When Shep’s body turns up at the halfway house, the search for a missing person becomes the search for a murderer.

As North and Shaw probe for answers, they find that they are not the only ones who have come looking for the truth about Shep Collins. Their investigation puts them at odds with the police who are working the same case, and in that conflict, North and Shaw find threads leading back to the West End Slasher—the serial killer who almost took Shaw’s life in an alley seven years before. As the web of an ancient conspiracy comes to light, Shaw is driven to find answers, and North faces what might be his last chance to tell Shaw how he really feels.



Shaw, or as my son refers to him “Son of Gwyneth Paltrow,” and North, he has no names for North, are back in their next instalment of existential angst and LackofCommunicationlandia, aka Borealis Investigations. It starts out similarly – Shaw wants to take on a job that North feels is going to bite them on the arse. I mean, North is a cynical kind of guy at the best of times, you can’t be the son of David McKinney and not be. But Son of Gwyneth prevails and Pari is her usual dysregulated self, especially since it’s her girlfriend as a suspect in the disappearance of her boss, Shep Collins. As Shaw, I’ll stick with his real name, sorry Son of Kazza, and North start to ask a few questions, it seems more appropriate to ask, who doesn’t want Shep dead? The guy has been the veritable harbinger of shit and misery since he headed up Zoar, a gay conversion pile of shit centre. Then he suddenly comes out, gets married to a man, and is helping LGBTQ kids at a drop-in centre he’s created. Pari’s girlfriend seems to idolise him, as does Beau, an ex Zoar survivor. North has some struggles believing someone can forgive a person who has put them through what Beau went through at Zoar, but the boy seems genuine. Beau also tries a bit of flirting with North, that’s never going to fly, which doesn’t go unnoticed by Shaw.

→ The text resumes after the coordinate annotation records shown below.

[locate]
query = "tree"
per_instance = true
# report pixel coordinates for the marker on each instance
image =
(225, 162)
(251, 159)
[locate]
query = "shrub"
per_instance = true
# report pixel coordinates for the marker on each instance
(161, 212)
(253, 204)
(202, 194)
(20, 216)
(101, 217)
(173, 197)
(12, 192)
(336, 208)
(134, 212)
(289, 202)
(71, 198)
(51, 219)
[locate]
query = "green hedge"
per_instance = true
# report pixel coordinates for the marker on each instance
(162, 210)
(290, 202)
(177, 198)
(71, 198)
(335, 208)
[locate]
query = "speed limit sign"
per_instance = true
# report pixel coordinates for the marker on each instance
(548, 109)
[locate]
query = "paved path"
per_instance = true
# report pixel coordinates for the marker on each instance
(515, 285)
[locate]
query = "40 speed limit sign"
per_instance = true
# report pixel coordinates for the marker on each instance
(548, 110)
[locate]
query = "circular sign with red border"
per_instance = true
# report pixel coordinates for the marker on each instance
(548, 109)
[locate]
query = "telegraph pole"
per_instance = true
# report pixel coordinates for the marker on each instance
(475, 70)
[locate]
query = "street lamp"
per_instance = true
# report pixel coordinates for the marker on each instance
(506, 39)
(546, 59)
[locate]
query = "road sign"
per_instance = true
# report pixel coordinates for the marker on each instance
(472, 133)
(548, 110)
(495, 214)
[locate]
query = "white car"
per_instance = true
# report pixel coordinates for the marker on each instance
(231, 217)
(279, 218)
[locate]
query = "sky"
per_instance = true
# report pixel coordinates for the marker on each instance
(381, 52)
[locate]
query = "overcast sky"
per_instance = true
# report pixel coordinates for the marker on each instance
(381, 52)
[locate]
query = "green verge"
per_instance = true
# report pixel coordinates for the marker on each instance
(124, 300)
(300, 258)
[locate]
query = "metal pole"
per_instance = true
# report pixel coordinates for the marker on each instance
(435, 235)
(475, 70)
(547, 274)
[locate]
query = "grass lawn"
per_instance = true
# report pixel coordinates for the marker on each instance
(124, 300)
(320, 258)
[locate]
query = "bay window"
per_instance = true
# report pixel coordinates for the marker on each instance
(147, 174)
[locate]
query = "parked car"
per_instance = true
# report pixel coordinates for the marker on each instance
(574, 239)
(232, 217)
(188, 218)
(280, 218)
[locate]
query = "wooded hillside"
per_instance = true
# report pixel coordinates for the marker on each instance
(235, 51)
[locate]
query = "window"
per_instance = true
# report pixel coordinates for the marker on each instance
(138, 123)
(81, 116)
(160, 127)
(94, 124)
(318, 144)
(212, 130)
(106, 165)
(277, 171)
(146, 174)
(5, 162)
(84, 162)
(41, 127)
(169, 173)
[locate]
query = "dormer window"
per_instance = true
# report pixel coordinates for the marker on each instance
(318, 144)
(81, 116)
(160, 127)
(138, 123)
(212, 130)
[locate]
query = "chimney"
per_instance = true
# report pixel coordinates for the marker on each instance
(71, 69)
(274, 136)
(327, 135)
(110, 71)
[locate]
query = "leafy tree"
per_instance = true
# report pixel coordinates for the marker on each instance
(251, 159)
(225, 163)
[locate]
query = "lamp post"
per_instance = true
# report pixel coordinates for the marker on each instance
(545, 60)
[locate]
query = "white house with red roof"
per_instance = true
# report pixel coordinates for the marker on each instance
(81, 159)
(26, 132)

As mysteries and investigations go, this was a little better than book #1, just. Shaw wrangled a chance to meet the Slasher. The little investigation North handled around Teddi ended up clearer than the main one though. I’m sitting here the day after finishing the book and thinking, what was the closure that came out of it? I remember a lot of other facts, but that conclusion? wrap up? still feels like a flimflam to me. You know what overshadowed it? The setup for the next book. The slow tension between Shaw and North. Mostly self-destructive thoughts and introspection. My god, it’s not just tension either. It’s-

Lack of communication.
Anxiety-inducing non-communication.
Lack of clarification.
Some major-league frustration.

Makes you want to slap some sense into them both, and bring some friends to the slappin’ party.

But, as my son reminds me, I bring this on myself. I’ve gone full Stephanie Myers: Gay Twilight Adult Edition, according to him. I loved the whole Jadon fucking Shaw while North tortured himself outside the door. It’s like Edward sleep-stalking Bella and thinking, “it’s all good, it’s all for true love and it’ll be for that HEA, what’s a little stalking in that context, right?” In my case, “Someone fucking someone else when they’re thinking of another and the other listening just outside the door. A little pervy fun, and they’ll love each other in the end, right?” Bella’s ruminations and sad deep spaces. Shaw going to dark places, aka Shawland, and North self-punishing, he has a head full of Shaw… and Tuck and Jadon… and is collapsing in on himself. O.M.G. My son is right! I’ve gone full adult Twi.

My defence is poor. I’m addicted to Shaw and North. I’m addicted to the drama. I’m here for their existential angst, their perverse love, it’s full to the brim of frustrating – the kind that is ‘I’m going to burn my fucking Kindle to the ground’. But, but, but…I want these guys together so some speedhumps and casualties don’t matter. Including, but not limited to, crazed ex lovers, current halfway decent lovers, wannabe lovers, estranged, dickwad husbands trying to worm their way back in, and the 8 years of non-communicative pining… pining… pining and incorrect assumptions, that and a psycho killer that dogs Shaw’s mind and worries North. Oh, and yeah. The humour is also good. North makes me laugh, especially when he and Shaw are out of their own heads and bantering with one another.

“I’ll do the macarena and recite prime numbers in my underwear if that’s what it takes for you to stand still for five fucking seconds and talk to me.”

The dialogue is good. North sticks his foot in his mouth, and in some big (jealous) ways, and Shaw is his own worst enemy. He just won’t talk about how he really feels. Won’t let North know. But there are some lovely lines in Triangulation. Once again I’m a fan of the prose, the predominantly unexpressed feelings of the MCs, the emotion of it all.

I’ll leave this review by saying I’ve already bought book #3, enough said. I’m hoping for a stronger investigation because these guys are tenuously together now, although I’m feeling that the author will make sure there will be something to cause them extra angst and miscommunication. And I’m hoping for something sexy for the two of them because there were sexy times with Matty, sexy times with Jadon ‘Just Call me Daddy’ Reck, and a traumatising moment that I felt would have been perfect for them to finally get over the line, but it wasn’t to be. Then there was the actual moment of connection that was touching, but more abstract and in their head than anything spectacular, and they deserved spectacular. This book is 4 Stars because of my Shaw and North addiction, because no matter what else, it made me experience plenty of feelings and I read books for that very reason.